Firm finds cunning niches
From a mechanism that cleans up geese poop, to small parts for a Fisher & Paykel baby incubator - the range of machinery designed and manufactured by Dannevirke company Metalform is about as broad as it gets.
But the products have one thing in common: they provide solutions to problems deemed too small for the big international manufacturing giants to produce.
Solving Canada's geese waste issue might not be big business for an agricultural giant like John Deere, but for family-owned Metalform, its Tow and Collect product has been a winner.
Tow and Collect is being used in North American towns to clean up after Canadian geese, which leave a large volume of mess on golf courses and parks during their migration.
The machinery, originally designed for horses, collects manure while being towed behind a four-wheel-drive vehicle.
"This is not something we would ever have known about but some people in Canada looked us up on the internet and came to us asking for a solution," Tim Henman, Metalform's marketing manager, said.
"Our product is pretty niche and there isn't anyone doing anything similar on the market to this. Perhaps geese are too small a market for a company like John Deere? But we don't mind," Henman laughed.
Last year Metalform had its highest turnover since the company was founded in 1961, and cleaning up geese droppings is just one of the ways it's capitalising on niche export markets.
In 2013, 15 per cent of the company's business came from its ezi rider wheelchairs, designed after a disabled friend of company director Campbell Easton approached him asking if Metalform could design an adjustable height wheelchair.
The chairs are produced to 75 per cent completion in New Zealand before being exported to the US, where Metalform's distribution partner, Permobil, customises them for each user.
The Dannevirke company also produces custom-manufactured parts for firms such as Fisher & Paykel Healthcare and medical bed makers Howard Wright, but Henman said they have become wary of what projects to take on.
"Our diversity is our strength and our biggest weakness," Henman said.
"Ten years ago we were everything to everyone and now we are narrowing down our perspective, to focus on creating our own products and only working with companies that have potential for growth."
Metalform experienced a 30 per cent increase in turnover in 2013, and Henman said that its Tow and Farm range - which includes Tow and Collect - is driving the growth in overseas markets.
Henman visited the US last week to research the market for the company's latest invention, Tow and Fert, a fine particle distribution machine that promises to revolutionise the way farmers apply fertiliser to pasture.
The company's R&D team began developing concepts for Tow and Fert eight years ago based on university research outlining the benefits and efficiency of using fine particle fertilisers. But it would be several years before the company began seriously developing the project.
"We did some market research in New Zealand and found at first that everyone thought [fine particle fertiliser] was for hippies, so we shelved the idea for a little while," Henman said.

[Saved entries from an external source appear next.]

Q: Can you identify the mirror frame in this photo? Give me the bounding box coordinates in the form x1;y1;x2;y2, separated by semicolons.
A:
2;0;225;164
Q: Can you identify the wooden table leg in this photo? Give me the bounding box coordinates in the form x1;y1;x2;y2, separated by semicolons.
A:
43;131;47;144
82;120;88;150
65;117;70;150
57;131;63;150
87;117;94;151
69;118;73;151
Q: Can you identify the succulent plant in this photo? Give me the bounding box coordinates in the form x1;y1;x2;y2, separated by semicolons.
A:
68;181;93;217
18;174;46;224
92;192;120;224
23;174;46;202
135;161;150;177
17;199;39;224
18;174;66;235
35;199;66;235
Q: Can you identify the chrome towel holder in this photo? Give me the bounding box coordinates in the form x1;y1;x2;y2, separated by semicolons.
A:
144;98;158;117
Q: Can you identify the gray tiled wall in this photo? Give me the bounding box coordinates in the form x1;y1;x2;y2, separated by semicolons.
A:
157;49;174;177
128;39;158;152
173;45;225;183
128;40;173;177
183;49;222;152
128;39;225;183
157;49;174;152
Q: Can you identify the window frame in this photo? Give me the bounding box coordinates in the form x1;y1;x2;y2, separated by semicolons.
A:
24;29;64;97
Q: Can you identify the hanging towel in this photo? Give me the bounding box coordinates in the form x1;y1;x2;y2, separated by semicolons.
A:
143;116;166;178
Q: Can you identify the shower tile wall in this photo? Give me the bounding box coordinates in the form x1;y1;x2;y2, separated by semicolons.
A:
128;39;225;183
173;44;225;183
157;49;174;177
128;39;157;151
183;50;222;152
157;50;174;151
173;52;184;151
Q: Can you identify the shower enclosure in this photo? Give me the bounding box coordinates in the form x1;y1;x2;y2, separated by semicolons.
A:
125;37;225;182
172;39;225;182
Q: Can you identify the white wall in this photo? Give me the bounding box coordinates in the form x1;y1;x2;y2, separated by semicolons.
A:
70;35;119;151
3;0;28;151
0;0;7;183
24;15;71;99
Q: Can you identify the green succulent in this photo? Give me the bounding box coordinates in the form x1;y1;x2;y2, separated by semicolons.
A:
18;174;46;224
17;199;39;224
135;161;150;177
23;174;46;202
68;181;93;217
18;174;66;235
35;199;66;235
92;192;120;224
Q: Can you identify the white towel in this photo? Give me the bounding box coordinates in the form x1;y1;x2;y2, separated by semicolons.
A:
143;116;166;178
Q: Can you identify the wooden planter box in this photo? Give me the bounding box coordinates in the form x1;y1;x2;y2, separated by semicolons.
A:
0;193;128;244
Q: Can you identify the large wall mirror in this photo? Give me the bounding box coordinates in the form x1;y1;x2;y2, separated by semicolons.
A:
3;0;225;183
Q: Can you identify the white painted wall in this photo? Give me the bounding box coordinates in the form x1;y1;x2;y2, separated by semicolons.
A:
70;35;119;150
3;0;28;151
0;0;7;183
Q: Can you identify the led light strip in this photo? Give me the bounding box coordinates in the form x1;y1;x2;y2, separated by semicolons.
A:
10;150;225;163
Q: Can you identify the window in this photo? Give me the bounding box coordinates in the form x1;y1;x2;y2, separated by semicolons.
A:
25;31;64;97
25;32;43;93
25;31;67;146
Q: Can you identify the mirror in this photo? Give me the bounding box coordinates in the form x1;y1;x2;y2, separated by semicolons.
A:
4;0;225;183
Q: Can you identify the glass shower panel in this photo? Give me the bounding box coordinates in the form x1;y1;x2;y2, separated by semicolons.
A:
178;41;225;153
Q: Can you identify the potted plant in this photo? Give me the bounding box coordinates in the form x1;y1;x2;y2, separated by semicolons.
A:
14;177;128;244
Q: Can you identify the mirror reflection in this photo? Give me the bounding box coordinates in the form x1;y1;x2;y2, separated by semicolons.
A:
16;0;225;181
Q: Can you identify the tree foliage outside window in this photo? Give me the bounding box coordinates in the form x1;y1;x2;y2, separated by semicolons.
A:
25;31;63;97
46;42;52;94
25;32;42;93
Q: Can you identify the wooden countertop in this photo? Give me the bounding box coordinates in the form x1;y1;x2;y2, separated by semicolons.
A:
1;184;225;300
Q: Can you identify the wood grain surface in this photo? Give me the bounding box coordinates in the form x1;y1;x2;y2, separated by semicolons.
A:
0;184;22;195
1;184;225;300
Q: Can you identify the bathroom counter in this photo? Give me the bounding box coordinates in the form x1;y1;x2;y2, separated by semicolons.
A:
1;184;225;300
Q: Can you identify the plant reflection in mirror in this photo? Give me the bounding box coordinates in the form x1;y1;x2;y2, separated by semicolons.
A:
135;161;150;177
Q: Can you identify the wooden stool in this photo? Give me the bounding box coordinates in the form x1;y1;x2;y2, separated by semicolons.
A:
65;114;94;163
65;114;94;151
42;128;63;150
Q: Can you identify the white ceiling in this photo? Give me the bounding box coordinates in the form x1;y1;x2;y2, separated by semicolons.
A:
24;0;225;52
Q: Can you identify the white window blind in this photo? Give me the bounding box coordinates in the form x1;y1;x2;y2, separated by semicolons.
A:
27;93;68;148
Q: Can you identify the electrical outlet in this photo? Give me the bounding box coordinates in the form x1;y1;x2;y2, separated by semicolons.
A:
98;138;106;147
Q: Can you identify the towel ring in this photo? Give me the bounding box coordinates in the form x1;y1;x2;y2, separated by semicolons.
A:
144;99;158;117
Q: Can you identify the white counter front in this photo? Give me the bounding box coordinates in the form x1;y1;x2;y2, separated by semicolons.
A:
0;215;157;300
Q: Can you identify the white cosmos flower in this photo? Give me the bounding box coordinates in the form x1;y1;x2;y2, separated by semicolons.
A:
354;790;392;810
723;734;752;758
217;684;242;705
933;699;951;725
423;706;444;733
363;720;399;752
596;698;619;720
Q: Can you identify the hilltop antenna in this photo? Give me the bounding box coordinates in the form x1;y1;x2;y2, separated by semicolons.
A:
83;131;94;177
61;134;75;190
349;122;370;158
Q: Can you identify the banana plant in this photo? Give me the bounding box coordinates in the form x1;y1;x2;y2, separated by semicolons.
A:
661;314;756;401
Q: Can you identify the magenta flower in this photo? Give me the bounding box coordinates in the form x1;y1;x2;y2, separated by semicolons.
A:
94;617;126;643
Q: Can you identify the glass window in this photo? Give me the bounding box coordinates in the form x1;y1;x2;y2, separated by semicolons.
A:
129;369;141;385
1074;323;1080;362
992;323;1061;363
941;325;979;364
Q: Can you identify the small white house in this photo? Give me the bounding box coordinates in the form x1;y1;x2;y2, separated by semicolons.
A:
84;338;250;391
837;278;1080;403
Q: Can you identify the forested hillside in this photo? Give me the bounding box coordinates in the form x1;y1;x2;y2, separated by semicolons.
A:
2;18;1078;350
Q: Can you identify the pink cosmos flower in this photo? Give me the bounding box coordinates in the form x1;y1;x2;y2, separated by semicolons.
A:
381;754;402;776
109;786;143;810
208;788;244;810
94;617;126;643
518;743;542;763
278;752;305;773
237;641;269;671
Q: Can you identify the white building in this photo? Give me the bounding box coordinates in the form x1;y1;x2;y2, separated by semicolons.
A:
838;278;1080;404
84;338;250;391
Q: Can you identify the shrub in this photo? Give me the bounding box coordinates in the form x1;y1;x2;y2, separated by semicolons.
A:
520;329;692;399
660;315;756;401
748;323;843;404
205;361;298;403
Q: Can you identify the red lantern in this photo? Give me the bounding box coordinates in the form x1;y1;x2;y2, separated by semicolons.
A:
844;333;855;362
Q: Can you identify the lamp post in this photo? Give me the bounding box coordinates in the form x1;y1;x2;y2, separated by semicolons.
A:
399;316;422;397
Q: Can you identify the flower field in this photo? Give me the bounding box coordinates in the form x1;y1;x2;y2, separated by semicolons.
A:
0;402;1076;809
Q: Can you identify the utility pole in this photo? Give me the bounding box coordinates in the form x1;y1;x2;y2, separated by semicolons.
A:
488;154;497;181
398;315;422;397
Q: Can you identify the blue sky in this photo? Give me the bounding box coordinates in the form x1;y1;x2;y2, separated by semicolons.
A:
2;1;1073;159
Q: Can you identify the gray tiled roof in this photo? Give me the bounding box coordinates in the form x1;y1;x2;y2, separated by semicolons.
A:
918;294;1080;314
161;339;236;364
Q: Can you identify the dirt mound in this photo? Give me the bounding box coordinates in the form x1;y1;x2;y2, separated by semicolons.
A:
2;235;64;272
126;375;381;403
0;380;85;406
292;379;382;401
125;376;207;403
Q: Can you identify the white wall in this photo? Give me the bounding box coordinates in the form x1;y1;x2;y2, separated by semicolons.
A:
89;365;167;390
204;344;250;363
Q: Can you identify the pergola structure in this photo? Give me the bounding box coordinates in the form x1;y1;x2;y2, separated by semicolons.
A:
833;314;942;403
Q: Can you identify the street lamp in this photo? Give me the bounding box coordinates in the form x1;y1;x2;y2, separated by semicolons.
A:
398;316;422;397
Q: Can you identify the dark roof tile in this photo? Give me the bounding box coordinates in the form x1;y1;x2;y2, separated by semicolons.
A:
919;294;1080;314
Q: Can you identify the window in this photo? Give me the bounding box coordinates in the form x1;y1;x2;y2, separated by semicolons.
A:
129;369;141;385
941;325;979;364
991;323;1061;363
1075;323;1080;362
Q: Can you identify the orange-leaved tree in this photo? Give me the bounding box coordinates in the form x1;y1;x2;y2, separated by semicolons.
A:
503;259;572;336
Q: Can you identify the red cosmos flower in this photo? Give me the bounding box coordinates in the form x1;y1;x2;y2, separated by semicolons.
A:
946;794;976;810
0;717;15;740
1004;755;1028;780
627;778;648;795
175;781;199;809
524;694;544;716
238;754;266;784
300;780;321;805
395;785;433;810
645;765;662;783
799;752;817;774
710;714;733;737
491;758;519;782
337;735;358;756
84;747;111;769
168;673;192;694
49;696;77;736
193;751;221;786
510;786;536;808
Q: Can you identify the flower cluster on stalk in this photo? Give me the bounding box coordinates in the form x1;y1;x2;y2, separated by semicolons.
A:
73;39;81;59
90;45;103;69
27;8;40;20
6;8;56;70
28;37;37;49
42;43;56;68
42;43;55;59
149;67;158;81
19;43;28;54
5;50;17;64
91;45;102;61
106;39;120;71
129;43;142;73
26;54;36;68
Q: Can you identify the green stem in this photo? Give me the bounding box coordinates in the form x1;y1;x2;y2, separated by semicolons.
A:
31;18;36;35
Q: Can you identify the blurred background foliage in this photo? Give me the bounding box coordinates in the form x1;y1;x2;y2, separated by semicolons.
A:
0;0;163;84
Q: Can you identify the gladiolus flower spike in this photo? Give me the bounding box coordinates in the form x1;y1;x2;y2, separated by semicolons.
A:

"Five years ago, we did the same research project again and found that there was a lot more knowledge of the product so we started designing a solution for distributing them."
Research suggests small particles in powdered form fertilisers are absorbed by a plant faster meaning less product is needed, saving money and halving the nitrogen used.
However fine particle fertilisers are problematic to apply, as the powder forms a cloud of dust if dispersed through the air and easily solidifies in water.
Launched in 2010, Metalform's Tow and Fert machine is designed to agitate and circulates the fertiliser throughout the machine, allowing even distribution and avoiding solidification.
The company holds several international patents for its technology which it believes is a world first, and is exporting the product to Australia, the United Kingdom, and Europe.
Last week, Henman met fertiliser groups in the US to scope out the potential, and to get a better understanding of fertiliser practices in North America.
"Globally we feel the potential for this product is huge."
The company has sold around 150 of its Tow and Fert products - which range in price from $14,000 to $90,000 - in New Zealand, advertising through farming publications and at Fieldays. But Henman said word of mouth is its best marketing technique.
"We've got a map around New Zealand of where we sell our products and it all tends to be in clusters, so what happens is someone purchases it, and the neighbours look over their fence and look at the response they are getting," he said.
Farm and Tow range accounts for nearly half of the company's turnover and Henman said Metalform is forecasting a further 18 per cent increase this year.